Ron and his wife Rosemary, a retired child protection officer, made the Borders their home, raising their children Rebecca and Innes in the town and quickly getting involved in its traditions, with Ron carrying the Merchant Company flag during the common riding of 2004.

“The Borders is hard to beat,” he said. “I first worked here as a relief manager in Hawick, and I thought if I ever got a job in the Borders, that would be great, and lo and behold, five years later, I ended up here.

“One of the biggest things about the Borders that is unique is that people can travel 50 miles from one part to the other and still know somebody, and I like that.”

Since 1982, he has borne witness to many changes in the industry.

“Things have changed dramatically,” he said. “In the old days, it was more community-based. There was no NHS 24

“It wasn’t unusual for Dr Bill Fiddes to phone about half-five saying ‘hold the front page, there’s somebody needing a script’.

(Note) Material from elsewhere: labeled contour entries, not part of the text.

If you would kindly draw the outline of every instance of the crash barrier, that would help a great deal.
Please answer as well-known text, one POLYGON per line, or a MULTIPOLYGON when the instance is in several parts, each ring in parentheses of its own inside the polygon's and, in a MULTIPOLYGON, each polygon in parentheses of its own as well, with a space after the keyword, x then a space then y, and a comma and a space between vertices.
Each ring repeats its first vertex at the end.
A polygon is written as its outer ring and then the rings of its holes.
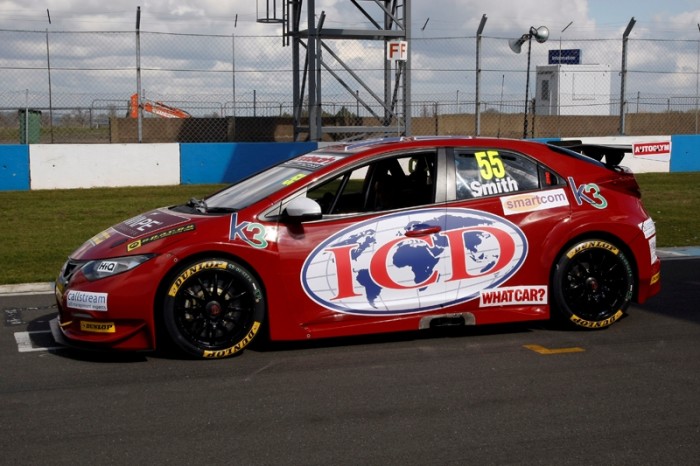
MULTIPOLYGON (((552 140, 552 139, 548 139, 552 140)), ((581 138, 630 147, 636 173, 700 171, 700 135, 581 138)), ((0 191, 232 183, 318 147, 302 143, 0 145, 0 191)))
POLYGON ((233 183, 301 143, 0 145, 0 191, 233 183))

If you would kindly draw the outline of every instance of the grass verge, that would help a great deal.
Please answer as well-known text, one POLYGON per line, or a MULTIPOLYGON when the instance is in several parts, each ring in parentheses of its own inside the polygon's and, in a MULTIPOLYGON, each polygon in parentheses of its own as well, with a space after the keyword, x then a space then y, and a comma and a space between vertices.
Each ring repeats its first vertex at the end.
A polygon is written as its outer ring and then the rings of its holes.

“There is lots more bureaucracy now which was never there before. It’s good and bad.”

With a small national chain set to take over the business at the end of the month, Ron is assured that the shop is in safe hands.

He said: “I was keen that I found someone that fitted the company going ahead.

“They are very ethical and held in high esteem in the pharmaceutical world.

“I have been given every assurance that the hours and staff will stay the same.”

Come his retirement, he plans to spend more time with his two grandchildren, Harry and Mac, as well as cycling, golfing, bowling and travelling.

“I no longer have any excuse not to do all these things I’ve been wanting to do and putting off,” he said.